I’m playing poker with V and her sister and it’s a weekday morning in a dark-paneled, smoky apartment, and I’m supposed to be in class, or I am supposed to be writing a paper, and there’s V’s sister’s 16-month old baby boy, fat and docile, too quiet, as if hollering never did him any good. V looks at her hand, tells me she wants to write a story called Hope Street, which is where we are, which is where she grew up, in a hard-knuckled town, harder than mine. V says she wants to write a story about leaving Hope Street, but because she never truly leaves, or leaves and comes back, she doesn’t write the story.

Her sister’s husband left, just like her Dad left and her Mom, though she waited until the kids were grown and only moved to the trailer park on the other side of town, where she lived until a freak storm flooded every tin-roofed home that was parked too close to the big river.

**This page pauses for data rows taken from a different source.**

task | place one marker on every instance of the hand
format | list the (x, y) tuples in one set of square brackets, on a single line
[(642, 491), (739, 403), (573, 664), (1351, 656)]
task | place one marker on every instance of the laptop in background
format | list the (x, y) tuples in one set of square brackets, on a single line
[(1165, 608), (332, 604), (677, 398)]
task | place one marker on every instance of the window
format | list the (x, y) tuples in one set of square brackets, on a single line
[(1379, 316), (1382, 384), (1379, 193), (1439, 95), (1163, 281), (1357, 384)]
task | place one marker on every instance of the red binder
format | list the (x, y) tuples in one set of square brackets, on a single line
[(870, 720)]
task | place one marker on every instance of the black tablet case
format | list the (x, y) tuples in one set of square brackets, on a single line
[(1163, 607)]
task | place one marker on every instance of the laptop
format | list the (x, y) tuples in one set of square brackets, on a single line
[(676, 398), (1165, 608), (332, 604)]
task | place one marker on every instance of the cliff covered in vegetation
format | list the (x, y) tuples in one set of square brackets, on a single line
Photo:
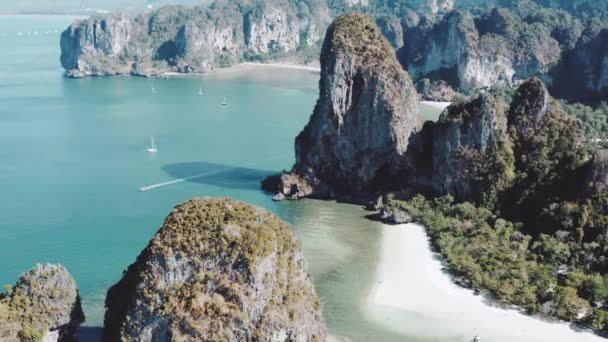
[(509, 188), (42, 305), (217, 270), (181, 39), (359, 130)]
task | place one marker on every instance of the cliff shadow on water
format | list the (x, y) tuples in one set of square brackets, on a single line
[(226, 176)]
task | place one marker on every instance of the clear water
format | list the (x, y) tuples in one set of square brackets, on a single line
[(73, 157)]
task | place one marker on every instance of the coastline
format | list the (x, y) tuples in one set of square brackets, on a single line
[(246, 66), (437, 104), (412, 287)]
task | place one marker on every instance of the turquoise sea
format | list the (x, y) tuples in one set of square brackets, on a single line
[(73, 157)]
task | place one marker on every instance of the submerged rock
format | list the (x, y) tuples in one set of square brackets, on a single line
[(217, 269), (359, 131), (43, 305)]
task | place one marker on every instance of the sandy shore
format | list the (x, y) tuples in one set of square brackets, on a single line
[(436, 104), (414, 296), (282, 65), (247, 66)]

V shuffles the cards and deals a new hand, telling me to write the story called Hope Street and (she whispers while her sister is out of the room) one about how her sister thought she’d take a class at the community college, before the son; how she wanted to be a nurse, so she signed up for a biology class. Now the boy, who’s too big to be fed on his mother’s lap, sits high up on the biology textbook, a few phone books, and the bible. V informs me that this is a symbol of her sister’s life on Hope Street. Fuck you. V’s sister sits down and picks up her cards, tells her sister to go to hell. Then she looks up at me and winks, and I don’t know if she is flirting with me or letting me know how good her cards are or maybe how bad.

The boy chews on the nipple of an empty bottle, and I lose twenty dollars that day snow covered every street and no traffic moved, and a 16-month old baby boy sat too quiet, too still, in a dark-paneled, smoky apartment.